Sales of the IS are still about half those of the BMW 3 Series over there, but we can only imagine how much Lexus SA would like to sell half as many cars as its German rival. BMW sold 447 3 Series models here in November. Lexus IS sales were 20. Right, so not that popular then?
Let’s put the Teutonic trio of the A4, 3 Series and C-Class aside and suddenly IS sales don’t look so bad. Jaguar sold just 10 XEs, Volkswagen 19 Passats and Volvo 12 S60s. The IS is the leader of the chasing pack, although perhaps pack is not quite accurate.
Lexus wants to change its sales position, reverse that 20.9% decline in the US and improve its numbers in SA. One of the ways to do that will be to change its image, and it has a fantastic plan to do that in the form of the LC500, which is coming to SA in the middle of 2017. As a niche sports and GT car it will only sell a handful each month here, but it will be the first of a number of new models heading the country.
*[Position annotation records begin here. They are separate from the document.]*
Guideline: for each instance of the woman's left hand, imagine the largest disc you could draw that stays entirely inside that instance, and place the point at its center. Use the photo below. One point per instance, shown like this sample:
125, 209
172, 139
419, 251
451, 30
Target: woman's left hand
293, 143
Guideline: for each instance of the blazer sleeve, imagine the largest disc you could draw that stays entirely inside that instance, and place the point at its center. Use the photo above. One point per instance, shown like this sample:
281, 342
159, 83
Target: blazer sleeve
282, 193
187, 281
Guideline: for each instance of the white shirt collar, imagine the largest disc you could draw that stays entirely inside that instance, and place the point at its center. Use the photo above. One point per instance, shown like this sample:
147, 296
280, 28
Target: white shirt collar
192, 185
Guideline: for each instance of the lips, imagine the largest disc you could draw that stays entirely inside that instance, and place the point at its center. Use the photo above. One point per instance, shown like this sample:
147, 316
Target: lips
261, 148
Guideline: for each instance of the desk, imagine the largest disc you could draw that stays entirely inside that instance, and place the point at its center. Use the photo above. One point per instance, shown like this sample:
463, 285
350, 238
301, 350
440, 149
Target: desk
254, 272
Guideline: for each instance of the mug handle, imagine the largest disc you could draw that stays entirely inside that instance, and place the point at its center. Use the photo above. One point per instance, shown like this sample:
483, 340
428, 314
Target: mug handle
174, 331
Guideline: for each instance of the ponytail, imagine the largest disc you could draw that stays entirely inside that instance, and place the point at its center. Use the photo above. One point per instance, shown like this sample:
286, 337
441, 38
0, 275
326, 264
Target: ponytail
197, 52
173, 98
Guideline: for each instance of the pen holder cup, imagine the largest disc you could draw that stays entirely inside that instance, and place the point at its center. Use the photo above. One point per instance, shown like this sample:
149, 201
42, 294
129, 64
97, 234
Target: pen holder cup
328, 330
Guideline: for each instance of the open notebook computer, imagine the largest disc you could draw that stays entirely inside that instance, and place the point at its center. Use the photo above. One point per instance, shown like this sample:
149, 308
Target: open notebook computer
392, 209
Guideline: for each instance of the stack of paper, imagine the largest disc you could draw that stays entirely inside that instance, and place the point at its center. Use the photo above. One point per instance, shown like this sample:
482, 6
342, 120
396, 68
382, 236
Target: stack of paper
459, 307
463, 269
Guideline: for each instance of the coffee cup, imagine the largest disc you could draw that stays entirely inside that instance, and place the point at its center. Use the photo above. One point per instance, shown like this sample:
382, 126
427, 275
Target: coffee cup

Before all the new stuff and brand rejuvenation, the company has launched a facelifted IS.
The new look is meaner, more aggressive and frankly might give a few of the older generation drivers nightmares. But that’s probably fine with company president Akio Toyoda. He wants to attract a younger crowd to the brand, anyway — people who will not find the new facade, with its bird-swallowing air ducts and broken shards of glass daytime running lights, scary.
There are LED lights front and back featuring refreshed looks and still sporting that L-Finesse design philosophy. The rear lights also get their own aero stabilising fins to help with downforce. Now that’s something for owners to brag about.
Inside there are also a number of changes including a bigger multimedia screen, which has increased from seven inches to 10.3 inches in the EX and F-Sport trims. The 350 F-Sport also gets a new customise mode in the drive mode select and items such as the active cruise control have apparently been made easier to use.
The changes are all rather minor and others include new cup holders, changes to the stitching and some quality and refinement enhancements. It is only a facelift, after all.
The model range continues as it was with an IS200t in E or EX trim and the IS350 F-Sport. The 200t, with its turbocharged motor, offers up 180kW, while the big brother 350 generates 233kW and 378Nm from its 3.5l V6.
There are some other changes for those who care about how their IS handles. Body rigidity has been improved by using laser screw and adhesive bonding techniques in the body. The front suspension gets a 20% increase in roll rigidity and there is a new multilink rear suspension set-up. There is a new electric power steering system and an adaptive variable suspension system.
In the Lexus way, all of this comes in a package that has few options, or none, which is good because while no-one was looking, the IS seems to have thrown away one of its key attributes: its price. The 200t in E trim costs R601,900. Yes, it has everything as standard, but a BMW 320i Luxury Line is R526,312. Opt for the 200t EX and the price is R659,100.
The IS350 F-Sport is R728,800. The BMW 330i Sport Line costs R606,522, and R122,000 will get you quite a few extras off the extensive BMW options list. And the 330i has more power. The Mercedes C300 AMG-Line has more torque and a star on the front at R628,764.
The more we think about it, the more we wonder what Lexus is thinking. We can only imagine that the company is planning to take a leaf out of the book of the Stella Artois advertising manual and use the tag line "reassuringly expensive."
No doubt we will get an e-mail from Lexus SA pointing out a spec for spec comparison between the IS and its rivals. We were wondering what to read this holiday.